I used to think I could code up an expert system shell for something useful at work. I like forgotten technologies, and I like Lisp. The last time I had this thought, I was plagued by support questions by people I worked with, and considered writing an expert system shell to answer their questions. Why didn’t I follow through with is? Well, it’s back to Philip’s saying. The simple solution is generally hard to beat with a technologically advanced one. I put together a searchable wiki for support questions instead. Sure, it would have saved me seconds a day if I had all that content loaded into an expert system shell, but it probably would have taken me months to build the tailored expert system shell and make it work. And it might not have worked, whereas the wiki worked and was useful immediately. So, you have to give Wolfram some credit for reviving some neat technologies. Minus points for not hiring Philip as a consultant beforehand.

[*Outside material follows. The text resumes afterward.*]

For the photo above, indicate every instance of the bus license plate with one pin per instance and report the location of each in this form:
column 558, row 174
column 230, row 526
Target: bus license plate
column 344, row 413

Fun Wolfram Alpha Easter Eggs which show its “Eliza” intestines:
Fun observations (to be updated as I make more of them):

  1. Alpha doesn’t parallelize in any useful ways: when you do a query, you get popped to one of a couple hundred servers on a farm, presumably each running identical instances of Mathematica + the language parser.
  2. A speech pathologist relative once pointed out that profoundly brain damaged people are still capable of “cocktail talk” or “small talk” -this can often surprise doctors, as much of social interaction is apparently small talk. The fact that this was so, and my emacs editor had a creditable Rogerian psychotherapist coded up in it gave me misanthropic ideas for helping profoundly brain damaged people reenter society in high paying jobs. Sort of like “being there.”
  3. Cyc is probably the most impressive expert system shell yet written. Unfortunately, it doesn’t seem to parse the web. Probably because this is a really hard problem.
  4. Why doesn’t he wire a standard search engine up to the thing for things Alpha doesn’t recognize (which is the larger subset of questions I have asked it)? A friend of mine wrote a search engine for things pertaining to his project with a very small engineer head count. Search qua search is actually pretty easy! If nothing else, partner with someone else’s search engine for those non numeric questions!
  5. Since Alpha doesn’t do regular search … are they looking to become some kind of Wikipedia for data? That would also be incredibly useful. But they have not made this decision in any obvious way yet. If they want to be Wikipedia of data + data engine, they should probably be more overt with that, and cut out the Hal-9000 jokes.